Look at the next sentence from Romans:
By sending his own Son in the likeness of sinful flesh and for sin, he condemned sin in the flesh,
God condemned the broken past of every person. He judged our failed pasts by judging Jesus. Jesus carried the past of every person with all its darkness and was judged and condemned for our failed past on the cross. The past matters to God – the wrong, the brokenness, the darkness and the failures matter. God can’t ignore them. So he condemns them, in Jesus.
And so now when God looks at those that trust in Jesus, we have a past that cannot be judged. It cannot be judged because it has already been judged in Jesus. It cannot be condemned because it has already been condemned in Jesus and the punishment paid. And so now, there is no condemnation.
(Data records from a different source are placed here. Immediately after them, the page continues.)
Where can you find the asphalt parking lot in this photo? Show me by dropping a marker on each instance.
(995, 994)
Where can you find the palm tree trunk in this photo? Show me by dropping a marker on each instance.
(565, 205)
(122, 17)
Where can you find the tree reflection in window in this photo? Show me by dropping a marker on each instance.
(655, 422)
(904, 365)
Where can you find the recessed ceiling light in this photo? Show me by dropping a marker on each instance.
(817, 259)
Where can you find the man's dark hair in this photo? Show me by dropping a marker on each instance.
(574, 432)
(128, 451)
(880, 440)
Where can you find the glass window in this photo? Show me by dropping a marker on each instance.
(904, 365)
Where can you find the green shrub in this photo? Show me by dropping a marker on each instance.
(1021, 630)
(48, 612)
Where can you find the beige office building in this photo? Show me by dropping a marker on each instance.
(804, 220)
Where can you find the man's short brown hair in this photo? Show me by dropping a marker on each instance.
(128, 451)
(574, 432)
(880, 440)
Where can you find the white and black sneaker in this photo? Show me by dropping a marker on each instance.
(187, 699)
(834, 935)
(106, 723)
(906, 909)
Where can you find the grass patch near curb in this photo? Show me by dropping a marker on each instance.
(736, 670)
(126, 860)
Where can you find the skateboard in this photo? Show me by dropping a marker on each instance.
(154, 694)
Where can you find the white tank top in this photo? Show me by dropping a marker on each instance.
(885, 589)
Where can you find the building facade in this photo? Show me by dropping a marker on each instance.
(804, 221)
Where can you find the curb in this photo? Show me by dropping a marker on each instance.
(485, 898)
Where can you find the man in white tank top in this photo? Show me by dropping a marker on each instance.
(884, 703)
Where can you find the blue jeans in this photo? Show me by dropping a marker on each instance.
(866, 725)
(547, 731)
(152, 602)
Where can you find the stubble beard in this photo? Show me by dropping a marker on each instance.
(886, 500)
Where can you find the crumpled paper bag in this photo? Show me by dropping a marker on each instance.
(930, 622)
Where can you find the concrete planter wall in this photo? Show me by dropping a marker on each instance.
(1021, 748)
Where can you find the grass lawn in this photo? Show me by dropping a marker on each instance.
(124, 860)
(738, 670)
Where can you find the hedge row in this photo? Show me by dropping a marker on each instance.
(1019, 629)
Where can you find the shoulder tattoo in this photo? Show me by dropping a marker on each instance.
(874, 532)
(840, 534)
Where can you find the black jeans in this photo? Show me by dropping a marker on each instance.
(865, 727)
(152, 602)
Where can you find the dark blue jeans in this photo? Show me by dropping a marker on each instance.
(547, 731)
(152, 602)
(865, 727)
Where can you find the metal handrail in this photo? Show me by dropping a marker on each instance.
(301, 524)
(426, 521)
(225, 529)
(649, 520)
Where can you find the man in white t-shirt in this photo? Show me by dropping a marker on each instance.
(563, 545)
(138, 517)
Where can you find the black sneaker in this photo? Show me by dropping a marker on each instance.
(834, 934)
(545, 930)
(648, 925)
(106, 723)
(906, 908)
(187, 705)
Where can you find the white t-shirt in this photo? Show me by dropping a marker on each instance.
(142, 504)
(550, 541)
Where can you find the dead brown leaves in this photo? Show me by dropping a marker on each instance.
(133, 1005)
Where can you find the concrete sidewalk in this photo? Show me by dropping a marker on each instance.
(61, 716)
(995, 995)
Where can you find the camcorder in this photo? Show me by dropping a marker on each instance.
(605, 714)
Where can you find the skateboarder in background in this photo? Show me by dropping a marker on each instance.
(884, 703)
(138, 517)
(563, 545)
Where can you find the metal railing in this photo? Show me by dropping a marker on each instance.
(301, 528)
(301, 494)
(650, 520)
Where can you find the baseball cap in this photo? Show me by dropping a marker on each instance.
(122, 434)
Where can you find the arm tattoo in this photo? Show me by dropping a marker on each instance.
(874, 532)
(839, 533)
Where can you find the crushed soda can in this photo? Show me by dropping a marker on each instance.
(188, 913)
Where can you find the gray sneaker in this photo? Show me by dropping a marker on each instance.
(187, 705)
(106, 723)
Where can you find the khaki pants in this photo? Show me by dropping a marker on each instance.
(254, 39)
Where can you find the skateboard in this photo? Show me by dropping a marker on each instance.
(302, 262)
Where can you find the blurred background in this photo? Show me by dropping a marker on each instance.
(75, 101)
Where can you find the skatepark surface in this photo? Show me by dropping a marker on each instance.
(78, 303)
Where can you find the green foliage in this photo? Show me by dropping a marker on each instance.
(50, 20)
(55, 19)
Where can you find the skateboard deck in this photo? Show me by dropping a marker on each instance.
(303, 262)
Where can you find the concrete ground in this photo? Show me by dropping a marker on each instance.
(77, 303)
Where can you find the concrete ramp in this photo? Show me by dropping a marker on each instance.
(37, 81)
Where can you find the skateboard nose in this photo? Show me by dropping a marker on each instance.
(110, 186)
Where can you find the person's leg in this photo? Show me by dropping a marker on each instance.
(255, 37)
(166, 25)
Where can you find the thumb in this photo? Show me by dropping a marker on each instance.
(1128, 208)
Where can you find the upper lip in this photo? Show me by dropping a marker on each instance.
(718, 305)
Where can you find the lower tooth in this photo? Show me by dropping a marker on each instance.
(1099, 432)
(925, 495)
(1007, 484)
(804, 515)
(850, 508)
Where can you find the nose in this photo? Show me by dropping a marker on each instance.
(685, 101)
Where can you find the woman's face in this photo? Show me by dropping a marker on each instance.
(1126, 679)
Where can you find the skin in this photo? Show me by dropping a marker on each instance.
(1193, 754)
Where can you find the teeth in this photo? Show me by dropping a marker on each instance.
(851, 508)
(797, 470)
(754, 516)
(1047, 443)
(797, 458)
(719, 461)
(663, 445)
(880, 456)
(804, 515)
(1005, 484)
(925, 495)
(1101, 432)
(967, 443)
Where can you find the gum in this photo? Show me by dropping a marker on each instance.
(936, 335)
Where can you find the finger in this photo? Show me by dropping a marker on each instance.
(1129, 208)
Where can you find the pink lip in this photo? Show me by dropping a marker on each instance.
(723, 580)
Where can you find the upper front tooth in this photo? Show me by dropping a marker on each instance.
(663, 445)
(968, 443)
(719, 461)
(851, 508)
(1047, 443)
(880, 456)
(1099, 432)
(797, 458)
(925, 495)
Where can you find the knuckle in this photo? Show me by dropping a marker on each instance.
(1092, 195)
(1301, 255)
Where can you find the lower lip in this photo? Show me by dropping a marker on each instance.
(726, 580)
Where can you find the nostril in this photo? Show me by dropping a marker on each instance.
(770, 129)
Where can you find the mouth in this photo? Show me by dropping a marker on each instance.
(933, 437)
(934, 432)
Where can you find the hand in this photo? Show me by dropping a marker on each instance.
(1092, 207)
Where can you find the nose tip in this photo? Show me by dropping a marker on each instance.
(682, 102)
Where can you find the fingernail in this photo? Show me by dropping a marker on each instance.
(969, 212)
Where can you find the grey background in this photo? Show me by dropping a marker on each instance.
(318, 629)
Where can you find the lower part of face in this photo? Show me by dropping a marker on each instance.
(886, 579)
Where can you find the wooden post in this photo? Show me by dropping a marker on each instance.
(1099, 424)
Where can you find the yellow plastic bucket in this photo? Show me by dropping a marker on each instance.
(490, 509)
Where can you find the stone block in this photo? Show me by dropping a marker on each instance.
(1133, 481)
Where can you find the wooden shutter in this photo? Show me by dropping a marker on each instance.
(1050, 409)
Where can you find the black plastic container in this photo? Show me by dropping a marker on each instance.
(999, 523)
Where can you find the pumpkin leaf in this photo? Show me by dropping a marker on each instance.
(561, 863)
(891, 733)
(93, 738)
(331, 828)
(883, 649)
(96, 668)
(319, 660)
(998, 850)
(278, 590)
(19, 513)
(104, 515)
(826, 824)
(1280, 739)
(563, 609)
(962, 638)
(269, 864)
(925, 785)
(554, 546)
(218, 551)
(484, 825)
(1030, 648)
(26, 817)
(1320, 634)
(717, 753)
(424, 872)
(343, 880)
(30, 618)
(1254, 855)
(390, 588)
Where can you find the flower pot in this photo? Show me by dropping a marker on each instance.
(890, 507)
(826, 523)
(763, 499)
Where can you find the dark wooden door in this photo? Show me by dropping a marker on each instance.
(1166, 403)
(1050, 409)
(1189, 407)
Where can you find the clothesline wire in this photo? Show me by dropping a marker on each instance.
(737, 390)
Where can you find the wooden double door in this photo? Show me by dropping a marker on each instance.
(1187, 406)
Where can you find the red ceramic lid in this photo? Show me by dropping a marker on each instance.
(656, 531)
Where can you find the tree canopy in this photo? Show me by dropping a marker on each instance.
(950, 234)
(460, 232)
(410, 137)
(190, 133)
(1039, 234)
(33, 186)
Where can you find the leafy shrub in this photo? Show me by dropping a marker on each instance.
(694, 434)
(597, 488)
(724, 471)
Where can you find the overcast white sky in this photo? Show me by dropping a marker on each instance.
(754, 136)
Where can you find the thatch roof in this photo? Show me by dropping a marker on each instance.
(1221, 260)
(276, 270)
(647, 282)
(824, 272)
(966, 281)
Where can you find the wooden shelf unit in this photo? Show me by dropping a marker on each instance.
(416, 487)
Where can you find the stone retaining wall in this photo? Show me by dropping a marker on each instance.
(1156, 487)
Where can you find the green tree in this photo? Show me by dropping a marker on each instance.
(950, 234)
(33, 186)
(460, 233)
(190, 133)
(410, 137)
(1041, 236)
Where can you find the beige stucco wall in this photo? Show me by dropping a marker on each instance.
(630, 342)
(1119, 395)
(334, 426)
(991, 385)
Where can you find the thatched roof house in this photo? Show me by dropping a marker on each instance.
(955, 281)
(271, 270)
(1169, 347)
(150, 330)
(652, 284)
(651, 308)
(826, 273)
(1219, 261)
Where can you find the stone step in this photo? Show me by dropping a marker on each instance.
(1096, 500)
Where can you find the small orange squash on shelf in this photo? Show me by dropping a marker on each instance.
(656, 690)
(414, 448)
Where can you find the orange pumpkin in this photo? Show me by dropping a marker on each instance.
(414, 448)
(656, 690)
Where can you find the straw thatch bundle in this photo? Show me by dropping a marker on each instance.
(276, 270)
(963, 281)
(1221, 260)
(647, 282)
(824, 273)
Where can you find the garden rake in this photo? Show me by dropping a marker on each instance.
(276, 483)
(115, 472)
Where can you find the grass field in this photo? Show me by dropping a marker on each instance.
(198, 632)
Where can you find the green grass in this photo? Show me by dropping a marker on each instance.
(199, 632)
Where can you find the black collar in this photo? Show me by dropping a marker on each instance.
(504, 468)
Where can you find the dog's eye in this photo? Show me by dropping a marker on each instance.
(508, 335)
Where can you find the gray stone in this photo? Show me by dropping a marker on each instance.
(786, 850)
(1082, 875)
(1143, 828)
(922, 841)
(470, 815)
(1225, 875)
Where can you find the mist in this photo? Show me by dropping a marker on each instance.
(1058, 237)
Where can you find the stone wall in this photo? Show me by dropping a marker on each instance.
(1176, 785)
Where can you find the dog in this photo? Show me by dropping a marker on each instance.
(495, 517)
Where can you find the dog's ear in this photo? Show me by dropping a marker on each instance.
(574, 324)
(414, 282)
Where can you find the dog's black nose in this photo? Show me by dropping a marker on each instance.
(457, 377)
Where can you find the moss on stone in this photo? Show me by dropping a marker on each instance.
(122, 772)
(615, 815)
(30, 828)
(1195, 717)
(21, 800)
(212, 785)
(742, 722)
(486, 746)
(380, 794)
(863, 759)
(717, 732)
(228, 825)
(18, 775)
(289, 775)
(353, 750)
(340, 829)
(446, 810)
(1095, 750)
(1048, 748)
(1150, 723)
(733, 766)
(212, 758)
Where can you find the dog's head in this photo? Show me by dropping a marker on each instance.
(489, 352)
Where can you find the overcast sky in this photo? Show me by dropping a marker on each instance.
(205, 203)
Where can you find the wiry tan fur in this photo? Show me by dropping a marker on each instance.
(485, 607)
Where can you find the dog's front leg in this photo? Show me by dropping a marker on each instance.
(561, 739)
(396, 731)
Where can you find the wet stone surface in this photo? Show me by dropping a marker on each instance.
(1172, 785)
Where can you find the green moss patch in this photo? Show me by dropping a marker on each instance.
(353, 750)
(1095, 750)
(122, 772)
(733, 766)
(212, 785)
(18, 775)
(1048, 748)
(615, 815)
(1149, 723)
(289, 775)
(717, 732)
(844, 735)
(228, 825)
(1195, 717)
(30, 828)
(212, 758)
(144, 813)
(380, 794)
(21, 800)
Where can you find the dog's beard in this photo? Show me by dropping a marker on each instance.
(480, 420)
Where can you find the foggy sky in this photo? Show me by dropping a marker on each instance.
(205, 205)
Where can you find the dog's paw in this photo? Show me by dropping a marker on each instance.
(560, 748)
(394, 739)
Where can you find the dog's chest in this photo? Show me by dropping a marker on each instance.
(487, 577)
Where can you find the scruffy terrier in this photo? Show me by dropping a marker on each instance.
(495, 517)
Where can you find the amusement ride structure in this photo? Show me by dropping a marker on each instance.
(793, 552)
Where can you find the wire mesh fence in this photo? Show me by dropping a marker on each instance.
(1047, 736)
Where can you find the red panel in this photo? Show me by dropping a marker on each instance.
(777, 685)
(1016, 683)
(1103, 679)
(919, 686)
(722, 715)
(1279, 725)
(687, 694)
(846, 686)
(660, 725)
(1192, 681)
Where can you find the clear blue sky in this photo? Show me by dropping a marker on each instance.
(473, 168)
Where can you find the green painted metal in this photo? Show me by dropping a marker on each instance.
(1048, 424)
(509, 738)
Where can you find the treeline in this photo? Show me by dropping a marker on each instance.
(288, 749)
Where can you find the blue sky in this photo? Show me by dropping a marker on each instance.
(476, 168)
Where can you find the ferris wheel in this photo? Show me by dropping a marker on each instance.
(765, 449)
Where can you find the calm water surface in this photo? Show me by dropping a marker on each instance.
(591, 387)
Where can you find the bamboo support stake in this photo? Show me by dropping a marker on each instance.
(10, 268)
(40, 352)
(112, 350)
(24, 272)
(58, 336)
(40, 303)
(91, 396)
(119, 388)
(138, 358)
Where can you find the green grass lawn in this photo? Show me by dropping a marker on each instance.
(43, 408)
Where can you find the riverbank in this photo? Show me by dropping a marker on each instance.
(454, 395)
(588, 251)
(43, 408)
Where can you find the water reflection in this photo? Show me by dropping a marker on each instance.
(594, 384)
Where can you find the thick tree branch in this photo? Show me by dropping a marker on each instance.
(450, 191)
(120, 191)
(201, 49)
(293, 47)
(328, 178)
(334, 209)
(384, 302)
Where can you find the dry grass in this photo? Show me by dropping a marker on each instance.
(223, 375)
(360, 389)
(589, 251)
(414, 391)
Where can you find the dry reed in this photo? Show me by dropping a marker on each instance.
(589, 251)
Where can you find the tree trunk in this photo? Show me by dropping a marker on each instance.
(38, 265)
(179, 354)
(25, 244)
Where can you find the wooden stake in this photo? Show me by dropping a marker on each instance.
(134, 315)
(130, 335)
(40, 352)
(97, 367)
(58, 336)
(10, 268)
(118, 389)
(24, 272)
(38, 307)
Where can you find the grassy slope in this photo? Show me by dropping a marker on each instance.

God has dealt with your past, if you’ve trusted Jesus’ death for you.
Now, think about this for a moment. If God will forgive us, if he has seen the wrong and forgiven it through Jesus, then that changes everything. If God, your creator, will forgive you then why should you not forgive yourself?
And you can do this, not by ignoring the wrong you have done but by seeing the wrong and how it has shaped you and recognising that it has no hold on you now.
This changes everything. You can embrace your past without saying that the bad is good and trying to justify yourself. Imagine that. You can admit to others where you are wrong. They may not forgive you but you know you have been forgiven and accepted. So you can risk it. You can admit, and not avoid or ignore, the wrong you’ve done. So you can restore relationships.
Now let me respond to one objection. The new Atheism would charge that this is morally repugnant, that by saying our moral failings our failings in the past are dealt with by Jesus we are denying them. But I think atheism at this point takes our failings and our past too lightly if it thinks that we can bear them.
Let me try and explain with Kelly’s situation. Kelly took the life of Margaret, accidentally and unintentionally but none the less she took the life of Margaret. So what would it mean for Kelly to bear her past here? If Kelly has taken a life then she has no right to a life. For her to bear her own failed past is to lose her life. And this is what Kelly herself thought.
We only think we can bear our own past or, as the Bible puts it, our own sins by failing to understand the damage we’ve done to others and ourselves. If we think we can bear our own failings that is morally repugnant because we have to deny the reality of our failings.
And this is where the Christian message is so incredible. It says of your past: you can’t ignore it or avoid it nor can you embrace it without embracing the bad. Instead, God will embrace and not ignore our past in Jesus.
There is therefore now no condemnation for those who are in Christ Jesus. (Romans 8:1)
And read slowly the next sentence:
By sending his own Son in the likeness of sinful flesh and for sin, he condemned sin in the flesh.